Over the course of a few weeks we had hired as a reporter Duke Chronicle editor Rocky Rosen, who was about to graduate, copy editors Mark Phialas and Kim Gould, and reporters Tom Moore, Eddie Huffman, Neil Smith and Laura Van Sant. Several of our old Orange Bureau folks — Paul Brown, Myra Knight and Liz Lucas — stayed on for the new endeavor.

We had a last staff meeting at Breadman’s on Friday before our first edition on Monday, June 6. I scared the staff and myself that day when I told them, “Once this starts, it never ends. It’s 365 days a year.”

We had a huge party the night we put our 100th edition to bed. It felt like a huge accomplishment.
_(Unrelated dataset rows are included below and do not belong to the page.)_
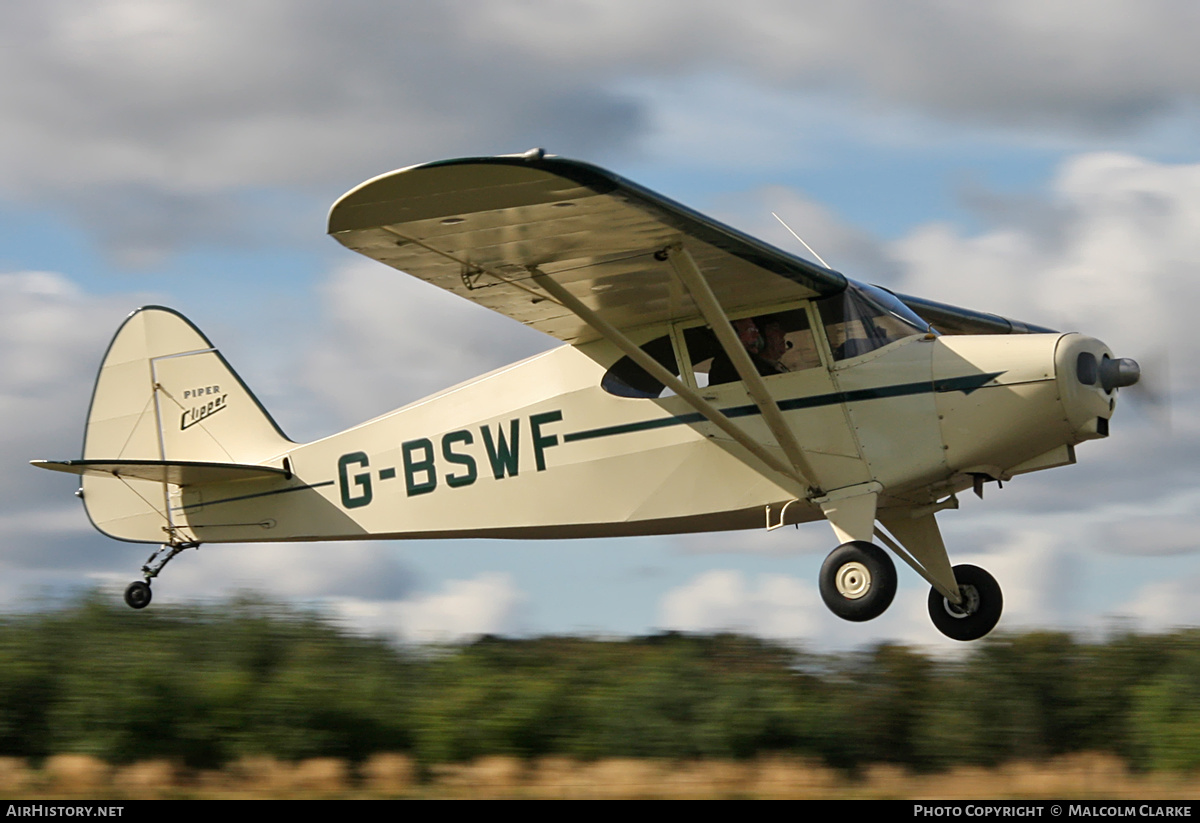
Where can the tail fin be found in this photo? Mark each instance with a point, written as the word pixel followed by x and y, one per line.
pixel 166 395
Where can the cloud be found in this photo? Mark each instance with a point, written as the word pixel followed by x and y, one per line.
pixel 777 606
pixel 489 604
pixel 181 113
pixel 53 335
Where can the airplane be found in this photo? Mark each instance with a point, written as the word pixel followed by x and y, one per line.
pixel 709 382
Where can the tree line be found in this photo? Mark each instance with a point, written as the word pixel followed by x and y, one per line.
pixel 204 685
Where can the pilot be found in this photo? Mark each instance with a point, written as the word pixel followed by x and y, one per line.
pixel 765 348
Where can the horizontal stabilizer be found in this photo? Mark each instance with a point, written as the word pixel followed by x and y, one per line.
pixel 177 473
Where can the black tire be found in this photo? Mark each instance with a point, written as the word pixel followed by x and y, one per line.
pixel 858 581
pixel 137 594
pixel 982 605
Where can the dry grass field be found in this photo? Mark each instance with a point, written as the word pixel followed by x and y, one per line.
pixel 1079 776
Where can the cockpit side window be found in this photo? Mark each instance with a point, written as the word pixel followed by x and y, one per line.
pixel 864 318
pixel 777 343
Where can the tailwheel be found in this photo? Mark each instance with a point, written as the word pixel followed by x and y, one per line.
pixel 979 611
pixel 858 581
pixel 137 594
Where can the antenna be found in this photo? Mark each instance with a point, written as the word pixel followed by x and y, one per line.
pixel 802 240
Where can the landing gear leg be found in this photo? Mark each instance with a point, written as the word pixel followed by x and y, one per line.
pixel 137 594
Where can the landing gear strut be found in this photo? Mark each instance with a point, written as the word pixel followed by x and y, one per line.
pixel 858 581
pixel 137 594
pixel 979 611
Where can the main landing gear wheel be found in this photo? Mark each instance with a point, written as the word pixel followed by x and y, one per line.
pixel 137 594
pixel 858 581
pixel 979 612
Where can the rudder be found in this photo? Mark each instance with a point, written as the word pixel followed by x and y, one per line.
pixel 166 394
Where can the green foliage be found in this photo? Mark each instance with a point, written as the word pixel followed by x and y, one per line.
pixel 207 685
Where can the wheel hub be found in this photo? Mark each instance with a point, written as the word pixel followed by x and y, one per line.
pixel 970 595
pixel 853 581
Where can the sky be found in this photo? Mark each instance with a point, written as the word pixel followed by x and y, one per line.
pixel 1032 160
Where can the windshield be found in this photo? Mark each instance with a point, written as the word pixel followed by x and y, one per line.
pixel 864 318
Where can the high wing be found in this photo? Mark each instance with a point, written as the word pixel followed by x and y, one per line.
pixel 480 227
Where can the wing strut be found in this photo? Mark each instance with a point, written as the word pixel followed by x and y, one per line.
pixel 694 281
pixel 671 382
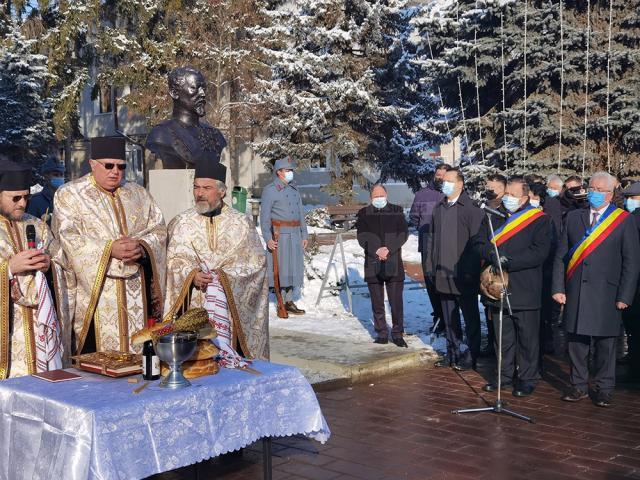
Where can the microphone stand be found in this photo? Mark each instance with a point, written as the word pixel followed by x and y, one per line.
pixel 498 406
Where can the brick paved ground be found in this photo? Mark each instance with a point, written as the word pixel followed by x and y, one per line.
pixel 401 428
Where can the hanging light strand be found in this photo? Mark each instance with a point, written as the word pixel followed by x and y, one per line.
pixel 524 133
pixel 586 90
pixel 475 62
pixel 561 84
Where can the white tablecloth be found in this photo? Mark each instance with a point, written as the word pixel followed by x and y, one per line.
pixel 96 428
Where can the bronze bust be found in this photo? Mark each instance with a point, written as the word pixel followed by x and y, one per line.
pixel 183 138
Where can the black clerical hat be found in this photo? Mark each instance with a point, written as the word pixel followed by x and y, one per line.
pixel 208 167
pixel 108 147
pixel 14 176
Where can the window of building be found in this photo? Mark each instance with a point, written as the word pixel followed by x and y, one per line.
pixel 105 99
pixel 321 165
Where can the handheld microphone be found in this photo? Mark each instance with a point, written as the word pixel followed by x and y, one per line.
pixel 492 211
pixel 31 236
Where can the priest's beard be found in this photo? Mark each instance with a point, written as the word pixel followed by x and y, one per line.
pixel 204 206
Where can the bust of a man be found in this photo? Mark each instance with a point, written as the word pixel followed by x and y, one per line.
pixel 183 138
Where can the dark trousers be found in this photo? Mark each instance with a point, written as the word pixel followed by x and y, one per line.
pixel 394 295
pixel 451 306
pixel 604 361
pixel 520 346
pixel 631 319
pixel 434 296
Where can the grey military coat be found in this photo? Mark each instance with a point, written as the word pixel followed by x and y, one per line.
pixel 281 201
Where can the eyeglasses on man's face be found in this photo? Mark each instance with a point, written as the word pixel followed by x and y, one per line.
pixel 111 165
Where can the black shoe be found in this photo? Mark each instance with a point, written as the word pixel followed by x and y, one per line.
pixel 575 395
pixel 523 391
pixel 464 365
pixel 602 399
pixel 492 387
pixel 291 308
pixel 399 341
pixel 487 353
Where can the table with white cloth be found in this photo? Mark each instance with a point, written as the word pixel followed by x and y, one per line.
pixel 97 428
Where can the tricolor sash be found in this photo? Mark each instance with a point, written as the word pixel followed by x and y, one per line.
pixel 516 223
pixel 594 236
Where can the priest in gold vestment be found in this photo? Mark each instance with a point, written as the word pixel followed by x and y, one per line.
pixel 114 239
pixel 30 334
pixel 213 240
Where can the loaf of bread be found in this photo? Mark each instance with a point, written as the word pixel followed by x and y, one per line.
pixel 205 351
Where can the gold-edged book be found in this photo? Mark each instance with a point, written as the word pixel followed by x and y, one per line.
pixel 110 363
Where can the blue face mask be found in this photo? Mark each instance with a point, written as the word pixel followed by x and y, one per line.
pixel 596 199
pixel 379 202
pixel 56 182
pixel 510 203
pixel 288 176
pixel 631 204
pixel 448 188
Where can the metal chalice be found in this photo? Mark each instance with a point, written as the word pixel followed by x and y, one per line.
pixel 174 349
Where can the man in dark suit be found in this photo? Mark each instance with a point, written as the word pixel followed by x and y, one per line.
pixel 454 267
pixel 420 217
pixel 523 241
pixel 631 315
pixel 382 230
pixel 595 277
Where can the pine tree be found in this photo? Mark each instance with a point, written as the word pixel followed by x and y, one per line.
pixel 465 33
pixel 25 123
pixel 343 84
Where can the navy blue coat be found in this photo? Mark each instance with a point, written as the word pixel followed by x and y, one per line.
pixel 382 227
pixel 452 261
pixel 421 212
pixel 608 275
pixel 40 202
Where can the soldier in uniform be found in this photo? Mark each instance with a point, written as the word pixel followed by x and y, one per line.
pixel 179 141
pixel 285 231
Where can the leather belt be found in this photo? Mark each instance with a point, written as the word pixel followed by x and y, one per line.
pixel 285 223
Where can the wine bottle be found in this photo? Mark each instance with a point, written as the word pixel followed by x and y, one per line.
pixel 150 361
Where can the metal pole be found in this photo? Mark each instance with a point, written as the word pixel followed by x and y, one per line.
pixel 267 466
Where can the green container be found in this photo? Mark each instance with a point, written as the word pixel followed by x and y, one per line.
pixel 239 199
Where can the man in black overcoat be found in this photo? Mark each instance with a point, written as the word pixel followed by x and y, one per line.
pixel 454 268
pixel 382 230
pixel 631 315
pixel 598 289
pixel 522 256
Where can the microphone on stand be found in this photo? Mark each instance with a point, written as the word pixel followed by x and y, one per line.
pixel 31 236
pixel 492 211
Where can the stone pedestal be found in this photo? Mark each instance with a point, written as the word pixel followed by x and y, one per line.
pixel 172 190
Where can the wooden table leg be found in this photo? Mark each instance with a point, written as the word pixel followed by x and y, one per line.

For the copy editors especially — me, Tim, Mark and Kim — it had been a rough 100 days. Since I was salaried, I had worked 42 straight days without a day off, and most of those were 14- to 16-hour days. We all needed a party.

The success of the paper made the long hours worth it, though. Suddenly, Chapel Hill was in the news as the nation’s most competitive newspaper market, with the CHH being top dog in the market. Soon Ottaway decided the track was too fast and sold The Chapel Hill Newspaper to The N&O.

Lots of things are different now. McClatchy bought The News & Observer in 1995 and Paxton Media bought The Herald-Sun in 2005. The go-go times began their slide with the 1991 recession when advertising lineage fell off the table. Things revived for a year or two, and then came the Internet. Things have never been the same for newspapers.

I went by The Chapel Hill Herald offices yesterday. Where once there was a staff of five or six reporters and several editors, several ad reps and a circulation staff, two people were in the building, editor Neil Offen and police reporter Beth Velliquette.

The comparison to the good old days was bitter-sweet, but The Chapel Hill Herald still came out today with its 7,005th consecutive edition. And that’s no mean feat.

Jon Ham is vice president of the John Locke Foundation and publisher of its newspaper, Carolina Journal. He left The Chapel Hill Herald in October 1988 to become managing editor of the Durham Morning Herald.